Sung to the tune of Bud Lite's "Real Men of Genius" commericials.
Announcer: Presenting…
Singer: Real Corrupt Conservatives
Announcer: Today we salute you, Mr. Way Too Corrupt for Texas Guy.
Singer: Mr. Way Too Corrupt for Texas Guy!
Announcer: Only you, Rick Perry, could put a massive foreign-owned toll road in Texas, taking half a million acres of private property from everyday citizens and giving it to the Europeans.
Singer: This ain’t freakin' France!
Chorus: Ooh la la!
Announcer: Governor Perry, only you could cut a backroom deal to allow utility giants like TXU to pollute the air, deny a quarter of a million kids health insurance, and siphoned money away from needy families to big corporations. Does that sound like Christian values to you?

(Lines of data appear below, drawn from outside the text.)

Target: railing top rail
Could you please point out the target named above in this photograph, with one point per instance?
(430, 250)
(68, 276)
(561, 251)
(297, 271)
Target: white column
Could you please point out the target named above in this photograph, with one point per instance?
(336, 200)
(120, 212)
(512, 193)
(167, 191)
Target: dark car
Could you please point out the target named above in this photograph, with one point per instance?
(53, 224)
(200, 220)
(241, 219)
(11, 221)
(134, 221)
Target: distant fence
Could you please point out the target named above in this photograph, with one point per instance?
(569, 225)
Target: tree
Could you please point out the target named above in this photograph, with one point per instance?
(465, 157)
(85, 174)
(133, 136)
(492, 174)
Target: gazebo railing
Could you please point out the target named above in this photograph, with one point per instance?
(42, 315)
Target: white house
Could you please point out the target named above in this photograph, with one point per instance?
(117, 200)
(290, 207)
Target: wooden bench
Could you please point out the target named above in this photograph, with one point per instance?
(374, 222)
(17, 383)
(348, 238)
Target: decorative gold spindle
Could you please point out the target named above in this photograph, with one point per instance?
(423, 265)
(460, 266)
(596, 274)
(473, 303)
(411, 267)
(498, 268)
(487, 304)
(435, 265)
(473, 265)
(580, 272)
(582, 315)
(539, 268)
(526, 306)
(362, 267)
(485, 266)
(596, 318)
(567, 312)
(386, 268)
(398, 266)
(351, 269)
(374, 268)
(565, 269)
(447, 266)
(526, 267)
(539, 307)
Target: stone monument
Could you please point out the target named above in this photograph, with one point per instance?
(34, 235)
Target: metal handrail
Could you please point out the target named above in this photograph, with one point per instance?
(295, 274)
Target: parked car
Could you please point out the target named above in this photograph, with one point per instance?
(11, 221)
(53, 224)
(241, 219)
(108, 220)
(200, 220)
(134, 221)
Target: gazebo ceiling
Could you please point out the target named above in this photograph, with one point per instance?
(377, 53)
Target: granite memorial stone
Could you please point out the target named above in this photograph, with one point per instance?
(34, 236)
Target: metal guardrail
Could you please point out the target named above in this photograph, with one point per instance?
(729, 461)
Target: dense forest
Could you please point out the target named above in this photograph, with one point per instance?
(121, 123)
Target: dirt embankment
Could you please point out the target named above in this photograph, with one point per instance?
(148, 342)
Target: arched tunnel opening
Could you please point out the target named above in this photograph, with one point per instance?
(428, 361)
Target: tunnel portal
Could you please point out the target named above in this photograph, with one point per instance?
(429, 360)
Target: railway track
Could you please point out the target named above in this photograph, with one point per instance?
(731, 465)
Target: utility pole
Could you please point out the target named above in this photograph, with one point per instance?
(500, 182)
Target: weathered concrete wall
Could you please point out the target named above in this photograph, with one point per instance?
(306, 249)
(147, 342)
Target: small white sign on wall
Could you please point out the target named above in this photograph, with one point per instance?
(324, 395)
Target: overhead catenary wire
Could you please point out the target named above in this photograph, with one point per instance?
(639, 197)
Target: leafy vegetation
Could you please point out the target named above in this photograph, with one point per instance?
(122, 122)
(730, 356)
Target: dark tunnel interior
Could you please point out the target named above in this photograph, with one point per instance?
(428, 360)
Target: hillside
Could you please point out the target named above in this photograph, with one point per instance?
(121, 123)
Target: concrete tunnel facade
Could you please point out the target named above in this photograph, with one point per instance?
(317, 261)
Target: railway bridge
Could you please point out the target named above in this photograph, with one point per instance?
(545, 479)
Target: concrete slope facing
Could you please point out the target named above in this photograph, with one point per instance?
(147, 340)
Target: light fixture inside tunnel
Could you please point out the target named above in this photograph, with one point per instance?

Singer: Can I get an Amen!
Announcer: And under your watch Governor Perry, government spending increased, government expanded, you became Tom Delay's redistricting bitch, and allowed Enron's accountant to botch up CHIP and Medicaid expenditures. You're not a typical conservative, are you?
Singer: Help Me, George W!
Announcer: So put on your cowboy hat, boots and chaps, pick up the 11 Valley mayors who support you, give Tom Delay a ride and head to Brokeback Mountain because 65% of Texans give you the one-finger salute, Gov. Perry. Adios, Mo Fo!
Singer: Mr. Way Too Corrupt for Texas Guy!